Já no que respeita ao conceito de transmissão de bens, o nº 1 do art. 7º do mesmo diploma legal, preceitua que:
“1 - Considera-se transmissão de bens efetuada a título oneroso, para além das previstas no artigo 3.º do Código do IVA, a transferência de bens móveis corpóreos expedidos ou transportados pelo sujeito passivo ou por sua conta, com destino a outro Estado membro, para as necessidades da sua empresa.”
Finalmente, cumpre ainda chamar à colação o artigo 14.º, nº1, alínea a), do mencionado diploma que, sob a epígrafe de “isenções nas transmissões”, estabelece o seguinte:
Estão isentas do imposto:
a) As transmissões de bens, efetuadas por um sujeito passivo dos referidos na alínea a) do n.º 1 do artigo 2.º, expedidos ou transportados pelo vendedor, pelo adquirente ou por conta destes, a partir do território nacional para outro Estado membro com destino ao adquirente, quando este seja uma pessoa singular ou coletiva registada para efeitos do imposto sobre o valor acrescentado em outro Estado membro, que tenha utilizado o respetivo número de identificação para efetuar a aquisição e aí se encontre abrangido por um regime de tributação das aquisições intracomunitárias de bens.”

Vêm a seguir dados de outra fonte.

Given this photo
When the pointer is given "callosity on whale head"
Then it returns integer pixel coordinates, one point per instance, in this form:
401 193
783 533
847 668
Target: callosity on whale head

Da conjugação dos preceitos aludidos resulta claro que no caso de transmissões intracomunitárias a regra é a sua tributação no destino, estando assim isentas na origem.

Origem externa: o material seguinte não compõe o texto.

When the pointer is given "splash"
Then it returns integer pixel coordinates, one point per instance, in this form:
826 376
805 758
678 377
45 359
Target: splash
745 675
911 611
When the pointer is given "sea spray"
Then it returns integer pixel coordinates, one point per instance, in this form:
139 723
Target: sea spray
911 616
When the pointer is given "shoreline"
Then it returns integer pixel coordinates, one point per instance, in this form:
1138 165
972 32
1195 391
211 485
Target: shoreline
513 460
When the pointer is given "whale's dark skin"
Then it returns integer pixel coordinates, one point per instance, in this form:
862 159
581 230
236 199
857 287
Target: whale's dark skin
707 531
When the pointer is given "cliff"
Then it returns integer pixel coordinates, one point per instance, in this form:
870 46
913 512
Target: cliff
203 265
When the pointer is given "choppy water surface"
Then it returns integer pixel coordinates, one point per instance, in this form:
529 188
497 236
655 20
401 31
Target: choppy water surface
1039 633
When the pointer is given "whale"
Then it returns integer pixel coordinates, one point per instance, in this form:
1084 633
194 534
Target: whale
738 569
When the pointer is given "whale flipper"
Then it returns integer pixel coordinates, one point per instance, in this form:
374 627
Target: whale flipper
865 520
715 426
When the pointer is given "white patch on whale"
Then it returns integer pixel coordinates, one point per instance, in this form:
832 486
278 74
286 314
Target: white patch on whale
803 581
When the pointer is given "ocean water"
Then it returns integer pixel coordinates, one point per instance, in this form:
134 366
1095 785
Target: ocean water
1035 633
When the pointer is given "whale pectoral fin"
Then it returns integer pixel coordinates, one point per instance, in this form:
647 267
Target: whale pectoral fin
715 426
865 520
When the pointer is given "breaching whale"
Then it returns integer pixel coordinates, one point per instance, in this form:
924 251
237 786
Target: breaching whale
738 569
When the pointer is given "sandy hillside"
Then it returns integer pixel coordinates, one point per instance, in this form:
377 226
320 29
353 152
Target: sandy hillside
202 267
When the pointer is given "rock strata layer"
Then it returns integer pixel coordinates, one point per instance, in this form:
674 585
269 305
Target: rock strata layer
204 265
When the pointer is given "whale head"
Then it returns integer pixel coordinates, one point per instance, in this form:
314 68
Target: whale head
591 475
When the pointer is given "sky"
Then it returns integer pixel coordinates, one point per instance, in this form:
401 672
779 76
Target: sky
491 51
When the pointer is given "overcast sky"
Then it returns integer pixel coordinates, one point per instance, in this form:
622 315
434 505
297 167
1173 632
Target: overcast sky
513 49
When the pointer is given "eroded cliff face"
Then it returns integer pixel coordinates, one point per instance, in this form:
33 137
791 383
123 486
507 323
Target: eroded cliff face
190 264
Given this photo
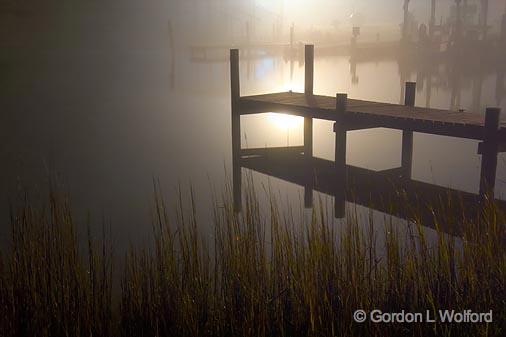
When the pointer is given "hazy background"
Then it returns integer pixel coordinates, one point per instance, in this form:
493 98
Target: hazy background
106 95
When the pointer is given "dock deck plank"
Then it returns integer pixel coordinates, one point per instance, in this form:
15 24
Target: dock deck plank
429 120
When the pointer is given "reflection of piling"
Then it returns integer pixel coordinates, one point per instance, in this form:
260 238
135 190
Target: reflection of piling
489 153
235 92
308 124
172 45
340 156
407 136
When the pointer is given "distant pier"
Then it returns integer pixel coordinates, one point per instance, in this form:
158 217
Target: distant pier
354 114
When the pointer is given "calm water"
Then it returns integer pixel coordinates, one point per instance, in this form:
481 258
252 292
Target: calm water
109 121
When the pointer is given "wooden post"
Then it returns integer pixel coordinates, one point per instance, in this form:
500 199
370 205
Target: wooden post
489 153
340 156
407 136
308 187
484 19
235 91
404 35
292 32
309 69
308 90
503 29
432 22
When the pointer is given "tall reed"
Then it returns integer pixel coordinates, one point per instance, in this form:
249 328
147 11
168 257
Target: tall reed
262 273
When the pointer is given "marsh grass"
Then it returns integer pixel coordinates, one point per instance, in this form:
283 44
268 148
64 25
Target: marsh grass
261 274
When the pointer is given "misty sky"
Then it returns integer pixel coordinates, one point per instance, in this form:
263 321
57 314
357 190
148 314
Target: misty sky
323 12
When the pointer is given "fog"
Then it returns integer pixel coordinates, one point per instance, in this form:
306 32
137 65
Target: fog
110 95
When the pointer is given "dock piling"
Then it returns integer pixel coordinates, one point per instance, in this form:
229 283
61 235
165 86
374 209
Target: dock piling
489 153
407 136
235 91
308 90
340 156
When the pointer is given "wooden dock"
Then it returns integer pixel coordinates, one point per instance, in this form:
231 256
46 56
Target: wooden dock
355 114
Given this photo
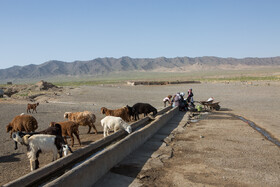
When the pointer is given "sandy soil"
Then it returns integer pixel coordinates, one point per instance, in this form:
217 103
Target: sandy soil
257 101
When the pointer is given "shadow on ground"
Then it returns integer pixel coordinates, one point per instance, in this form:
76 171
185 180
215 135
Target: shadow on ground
124 173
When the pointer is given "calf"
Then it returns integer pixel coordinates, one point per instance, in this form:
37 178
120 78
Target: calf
32 106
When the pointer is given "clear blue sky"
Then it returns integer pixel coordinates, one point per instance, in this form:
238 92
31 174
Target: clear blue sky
36 31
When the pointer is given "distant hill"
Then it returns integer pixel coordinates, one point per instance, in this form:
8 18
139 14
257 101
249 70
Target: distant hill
101 66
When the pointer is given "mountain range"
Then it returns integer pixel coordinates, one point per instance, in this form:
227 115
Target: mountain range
103 66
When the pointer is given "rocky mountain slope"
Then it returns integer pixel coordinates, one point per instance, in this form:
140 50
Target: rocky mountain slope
101 66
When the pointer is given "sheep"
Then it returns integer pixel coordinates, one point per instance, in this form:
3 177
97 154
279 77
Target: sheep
145 108
131 111
54 130
121 112
85 118
25 123
32 106
112 122
39 143
68 128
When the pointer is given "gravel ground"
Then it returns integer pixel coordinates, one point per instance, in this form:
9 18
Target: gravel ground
256 101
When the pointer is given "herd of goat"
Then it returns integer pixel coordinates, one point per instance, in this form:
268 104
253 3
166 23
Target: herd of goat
54 138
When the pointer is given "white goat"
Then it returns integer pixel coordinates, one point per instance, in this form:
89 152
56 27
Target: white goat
42 143
112 122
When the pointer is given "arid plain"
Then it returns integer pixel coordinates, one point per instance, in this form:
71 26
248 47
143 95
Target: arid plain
257 101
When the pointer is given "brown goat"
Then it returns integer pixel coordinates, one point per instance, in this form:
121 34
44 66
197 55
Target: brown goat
23 122
68 128
85 118
121 112
32 106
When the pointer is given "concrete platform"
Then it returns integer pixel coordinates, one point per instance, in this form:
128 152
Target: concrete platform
145 157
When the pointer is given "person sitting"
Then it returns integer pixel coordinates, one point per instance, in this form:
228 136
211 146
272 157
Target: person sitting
167 100
190 97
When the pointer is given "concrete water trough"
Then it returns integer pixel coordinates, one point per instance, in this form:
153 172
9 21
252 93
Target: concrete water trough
88 164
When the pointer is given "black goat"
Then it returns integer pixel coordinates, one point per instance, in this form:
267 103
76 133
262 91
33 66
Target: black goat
143 108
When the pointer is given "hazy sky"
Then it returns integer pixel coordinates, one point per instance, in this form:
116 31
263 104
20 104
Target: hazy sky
33 32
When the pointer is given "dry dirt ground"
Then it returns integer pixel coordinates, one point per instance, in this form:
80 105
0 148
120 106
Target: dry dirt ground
256 101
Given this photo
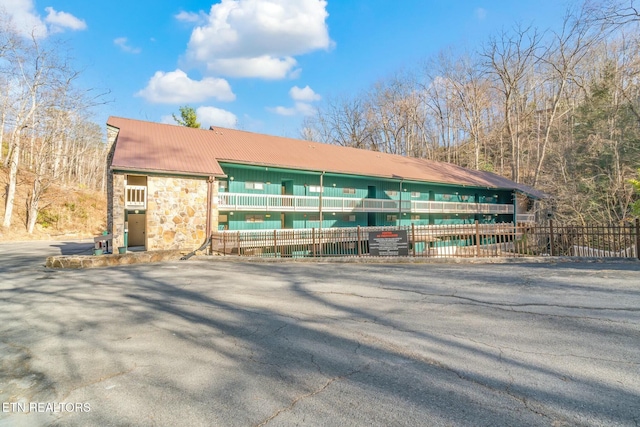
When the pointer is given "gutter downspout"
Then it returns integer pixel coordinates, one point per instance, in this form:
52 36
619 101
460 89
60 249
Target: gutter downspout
209 205
320 214
400 206
207 241
321 191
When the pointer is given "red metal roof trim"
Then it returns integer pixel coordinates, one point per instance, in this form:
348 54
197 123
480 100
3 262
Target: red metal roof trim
162 147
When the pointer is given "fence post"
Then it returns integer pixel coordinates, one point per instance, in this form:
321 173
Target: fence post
551 237
413 238
275 244
638 237
477 238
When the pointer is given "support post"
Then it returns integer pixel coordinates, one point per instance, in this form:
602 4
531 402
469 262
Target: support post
413 239
275 243
313 240
477 239
638 237
551 237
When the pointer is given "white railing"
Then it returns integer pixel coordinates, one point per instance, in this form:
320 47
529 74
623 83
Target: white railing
525 218
135 197
287 203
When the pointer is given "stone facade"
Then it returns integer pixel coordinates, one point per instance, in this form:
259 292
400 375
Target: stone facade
115 222
176 213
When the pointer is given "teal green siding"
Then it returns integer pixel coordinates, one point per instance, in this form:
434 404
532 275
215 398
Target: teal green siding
300 183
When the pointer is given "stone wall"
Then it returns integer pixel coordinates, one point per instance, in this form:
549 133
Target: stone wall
176 213
115 222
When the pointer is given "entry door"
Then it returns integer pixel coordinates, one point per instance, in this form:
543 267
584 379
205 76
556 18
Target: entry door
287 190
137 226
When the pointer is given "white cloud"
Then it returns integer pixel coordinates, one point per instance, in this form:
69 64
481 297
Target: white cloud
124 45
28 22
283 111
304 94
270 68
199 18
212 116
61 20
303 97
258 38
175 87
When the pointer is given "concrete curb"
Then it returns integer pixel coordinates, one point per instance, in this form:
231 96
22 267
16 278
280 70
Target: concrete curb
419 260
93 261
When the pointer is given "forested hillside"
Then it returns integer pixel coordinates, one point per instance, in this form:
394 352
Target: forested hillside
46 137
557 108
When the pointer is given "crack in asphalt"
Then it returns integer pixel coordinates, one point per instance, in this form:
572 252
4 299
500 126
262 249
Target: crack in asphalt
311 394
99 380
516 350
506 304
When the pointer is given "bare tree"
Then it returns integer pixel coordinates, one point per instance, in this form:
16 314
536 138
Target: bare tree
511 58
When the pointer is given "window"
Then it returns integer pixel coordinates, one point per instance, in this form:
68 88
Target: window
254 218
254 185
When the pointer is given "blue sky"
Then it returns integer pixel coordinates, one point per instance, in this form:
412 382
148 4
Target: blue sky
257 65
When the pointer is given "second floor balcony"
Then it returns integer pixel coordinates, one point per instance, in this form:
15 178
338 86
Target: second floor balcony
287 203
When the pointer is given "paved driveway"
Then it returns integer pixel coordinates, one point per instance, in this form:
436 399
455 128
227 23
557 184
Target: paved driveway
201 343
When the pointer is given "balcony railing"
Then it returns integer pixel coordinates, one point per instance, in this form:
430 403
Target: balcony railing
287 203
525 218
135 197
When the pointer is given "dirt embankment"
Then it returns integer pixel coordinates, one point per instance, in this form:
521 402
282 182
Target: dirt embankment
65 211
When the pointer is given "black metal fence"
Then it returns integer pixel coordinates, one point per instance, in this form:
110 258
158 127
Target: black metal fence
462 240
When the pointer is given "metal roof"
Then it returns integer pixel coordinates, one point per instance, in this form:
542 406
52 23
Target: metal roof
149 146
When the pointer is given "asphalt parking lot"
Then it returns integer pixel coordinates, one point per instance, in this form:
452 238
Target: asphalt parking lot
202 343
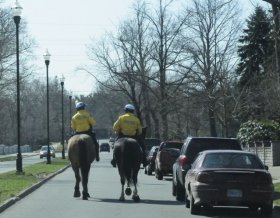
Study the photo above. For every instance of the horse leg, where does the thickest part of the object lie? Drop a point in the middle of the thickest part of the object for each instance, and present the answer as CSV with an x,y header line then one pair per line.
x,y
85,175
122,198
77,192
135,195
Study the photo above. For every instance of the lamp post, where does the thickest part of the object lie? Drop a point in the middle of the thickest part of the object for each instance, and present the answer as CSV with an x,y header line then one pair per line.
x,y
47,62
70,114
62,79
16,9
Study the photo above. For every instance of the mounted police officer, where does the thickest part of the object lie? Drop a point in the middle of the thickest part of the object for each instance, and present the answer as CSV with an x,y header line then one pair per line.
x,y
128,125
82,123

Mais resulta dos mesmos que são três os requisitos para aceder à isenção consagrada no artigo 14º, a saber:
- Vendedor tem de ser um sujeito passivo de IVA com direito integral ou parcial à dedução do IVA;
- Expedição ou transporte dos bens do território nacional para o Estado Membro (EM) do destino, pelo vendedor, pelo adquirente ou por conta destes;
- Adquirente tem de ser um sujeito passivo de IVA num outro EM; utilização do número de identificação para efetuar a aquisição; abrangido por um regime de tributação das aquisições intracomunitárias de bens.
Resulta claro do supra exposto que para que possamos considerar que estamos perante uma transmissão intracomunitária de bens, é absolutamente imprescindível que tenha ocorrido a expedição ou transporte dos bens, entre dois Estados-Membros. Em consequência, a prova deste facto revela-se essencial para aferir da existência ou não da isenção ao abrigo do artigo 14º do RITI.

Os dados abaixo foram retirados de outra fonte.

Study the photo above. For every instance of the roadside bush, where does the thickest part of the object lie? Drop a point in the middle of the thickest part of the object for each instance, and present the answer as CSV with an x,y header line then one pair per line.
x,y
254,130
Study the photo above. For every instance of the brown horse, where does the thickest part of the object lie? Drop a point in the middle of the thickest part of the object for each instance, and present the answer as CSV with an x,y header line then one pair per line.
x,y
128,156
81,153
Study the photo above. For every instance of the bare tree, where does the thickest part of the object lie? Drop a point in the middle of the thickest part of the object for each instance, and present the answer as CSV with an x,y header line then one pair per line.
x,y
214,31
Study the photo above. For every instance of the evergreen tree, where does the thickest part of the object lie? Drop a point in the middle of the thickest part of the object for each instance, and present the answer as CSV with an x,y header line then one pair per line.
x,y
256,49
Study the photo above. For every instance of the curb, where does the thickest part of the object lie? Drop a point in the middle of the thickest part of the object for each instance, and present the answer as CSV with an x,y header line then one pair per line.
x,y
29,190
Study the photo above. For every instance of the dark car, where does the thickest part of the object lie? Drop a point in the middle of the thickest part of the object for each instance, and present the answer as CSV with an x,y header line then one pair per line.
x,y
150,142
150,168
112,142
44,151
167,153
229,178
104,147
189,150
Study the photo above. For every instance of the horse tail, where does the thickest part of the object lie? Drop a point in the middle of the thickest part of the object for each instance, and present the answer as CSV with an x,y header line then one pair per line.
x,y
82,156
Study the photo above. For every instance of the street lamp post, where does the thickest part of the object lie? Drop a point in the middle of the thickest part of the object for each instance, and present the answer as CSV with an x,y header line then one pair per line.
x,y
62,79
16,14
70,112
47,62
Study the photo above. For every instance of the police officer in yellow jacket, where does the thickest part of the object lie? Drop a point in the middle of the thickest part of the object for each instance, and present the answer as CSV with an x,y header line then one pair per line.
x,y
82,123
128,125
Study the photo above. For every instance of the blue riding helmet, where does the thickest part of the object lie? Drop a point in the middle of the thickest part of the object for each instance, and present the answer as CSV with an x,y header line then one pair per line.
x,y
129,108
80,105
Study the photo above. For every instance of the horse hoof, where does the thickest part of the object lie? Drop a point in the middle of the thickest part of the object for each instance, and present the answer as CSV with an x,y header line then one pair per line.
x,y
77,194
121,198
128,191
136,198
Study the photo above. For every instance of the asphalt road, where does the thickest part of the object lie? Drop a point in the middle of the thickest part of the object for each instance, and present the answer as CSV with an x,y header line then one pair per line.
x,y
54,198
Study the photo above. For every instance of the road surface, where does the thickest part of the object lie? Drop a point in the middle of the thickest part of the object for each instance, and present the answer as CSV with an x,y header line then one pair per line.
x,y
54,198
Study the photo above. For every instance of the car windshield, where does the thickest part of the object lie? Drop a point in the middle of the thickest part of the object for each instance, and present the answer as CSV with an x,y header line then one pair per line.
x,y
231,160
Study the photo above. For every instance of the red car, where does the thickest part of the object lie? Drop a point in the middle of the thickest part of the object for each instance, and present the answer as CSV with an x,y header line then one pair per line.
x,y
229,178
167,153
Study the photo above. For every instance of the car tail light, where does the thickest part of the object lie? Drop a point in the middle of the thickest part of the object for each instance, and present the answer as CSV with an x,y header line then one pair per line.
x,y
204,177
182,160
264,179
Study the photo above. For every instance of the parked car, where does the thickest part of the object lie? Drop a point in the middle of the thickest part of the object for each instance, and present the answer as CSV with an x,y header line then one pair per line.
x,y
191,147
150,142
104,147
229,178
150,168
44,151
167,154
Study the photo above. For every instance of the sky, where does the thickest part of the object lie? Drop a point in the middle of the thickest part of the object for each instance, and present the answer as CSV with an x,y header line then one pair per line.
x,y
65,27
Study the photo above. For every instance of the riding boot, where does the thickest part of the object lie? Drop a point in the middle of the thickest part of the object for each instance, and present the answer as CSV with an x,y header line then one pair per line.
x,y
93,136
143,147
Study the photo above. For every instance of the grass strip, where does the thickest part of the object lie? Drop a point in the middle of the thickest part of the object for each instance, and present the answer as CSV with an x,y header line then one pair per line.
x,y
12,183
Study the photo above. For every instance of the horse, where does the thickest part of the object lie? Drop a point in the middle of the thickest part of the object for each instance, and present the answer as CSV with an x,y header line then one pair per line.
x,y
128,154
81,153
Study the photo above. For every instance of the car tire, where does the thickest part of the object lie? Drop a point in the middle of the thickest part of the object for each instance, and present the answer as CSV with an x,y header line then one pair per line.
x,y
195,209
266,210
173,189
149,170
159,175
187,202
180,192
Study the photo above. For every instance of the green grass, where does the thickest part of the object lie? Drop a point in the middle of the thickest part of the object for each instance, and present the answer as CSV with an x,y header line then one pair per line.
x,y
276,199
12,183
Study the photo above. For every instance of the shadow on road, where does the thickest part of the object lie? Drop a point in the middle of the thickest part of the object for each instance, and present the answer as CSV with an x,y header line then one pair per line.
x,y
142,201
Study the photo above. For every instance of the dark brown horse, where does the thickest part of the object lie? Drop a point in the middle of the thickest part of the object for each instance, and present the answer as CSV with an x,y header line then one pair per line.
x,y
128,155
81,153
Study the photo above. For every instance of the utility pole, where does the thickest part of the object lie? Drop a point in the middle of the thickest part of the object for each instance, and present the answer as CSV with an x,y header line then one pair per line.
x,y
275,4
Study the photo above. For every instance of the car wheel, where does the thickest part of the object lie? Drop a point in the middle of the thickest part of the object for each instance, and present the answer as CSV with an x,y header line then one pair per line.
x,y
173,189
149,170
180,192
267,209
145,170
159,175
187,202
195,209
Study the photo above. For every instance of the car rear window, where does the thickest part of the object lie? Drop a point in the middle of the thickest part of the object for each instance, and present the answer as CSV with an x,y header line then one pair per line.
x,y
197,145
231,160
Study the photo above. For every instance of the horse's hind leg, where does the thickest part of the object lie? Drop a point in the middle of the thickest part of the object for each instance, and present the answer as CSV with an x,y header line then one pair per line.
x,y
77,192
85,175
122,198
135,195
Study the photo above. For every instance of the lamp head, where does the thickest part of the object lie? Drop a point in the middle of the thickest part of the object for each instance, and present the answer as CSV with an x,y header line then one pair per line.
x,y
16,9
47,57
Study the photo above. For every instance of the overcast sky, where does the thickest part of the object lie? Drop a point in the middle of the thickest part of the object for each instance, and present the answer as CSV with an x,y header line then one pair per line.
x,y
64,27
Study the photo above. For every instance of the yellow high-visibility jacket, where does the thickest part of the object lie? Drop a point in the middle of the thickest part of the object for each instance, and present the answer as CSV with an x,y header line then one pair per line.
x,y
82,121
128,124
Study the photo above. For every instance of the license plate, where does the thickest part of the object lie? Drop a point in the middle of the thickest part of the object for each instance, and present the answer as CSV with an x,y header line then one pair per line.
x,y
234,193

Exatamente sobre o conceito de expedição, tem vindo o TJUE a defender, nomeadamente no seu Acórdão de 27/09/2007, no processo Teleos (proc. C-404-04), que conceito deve ser interpretado no sentido que a transmissão intracomunitária de um bem só se verifica, e com ela a isenção, quando o direito de dispor do bem como proprietário tenha sido transferido para o adquirente e o fornecedor prove que esse bem foi expedido ou transportado para outro Estado-Membro, donde é absolutamente necessária a prova de que o bem saiu, fisicamente, dum para o outro Estado.
Ora é exatamente sobre a questão de saber se os bens foram transportados e expedidos dum Estado-Membro para o outro que se centra o dissidio no caso sub judice, bem como sobre quem impende essa prova e quais os meios de prova admissíveis.
Desde logo, por força da aplicação do disposto no artigo 74º da LGT, estando nós perante uma isenção, o ónus dessa prova impendia sobre a Recorrida, ou seja, a entidade que pretende beneficiar da isenção ao abrigo do art. 14º do RITI.
No entanto, outra questão se coloca. Como podem as partes efetuar essa prova? Terão de ser juntos documentos previamente definidos ou a mesma pode ser efetuada através de qualquer meio de prova em Direito permitida?
Na verdade, o transporte de bens, por exemplo, tem de ser acompanhado por determinados elementos constantes do Decreto-Lei nº 147/2003, de 11 de Julho, que estabelece o Regime de Bens em Circulação, designadamente guias de transporte, fatura, guia de remessa, nota de devolução ou documentos equivalentes.
Acontece, porém, que como esclarece a al. b) do nº 2, do artigo 3º do diploma mencionado “Os bens respeitantes a transações intracomunitárias a que se refere o Decreto-Lei n.º 290/92, de 28 de dezembro” estão fora do âmbito de aplicação desta norma, donde se conclui que este meio de prova não pode ser exigido à aqui Recorrida.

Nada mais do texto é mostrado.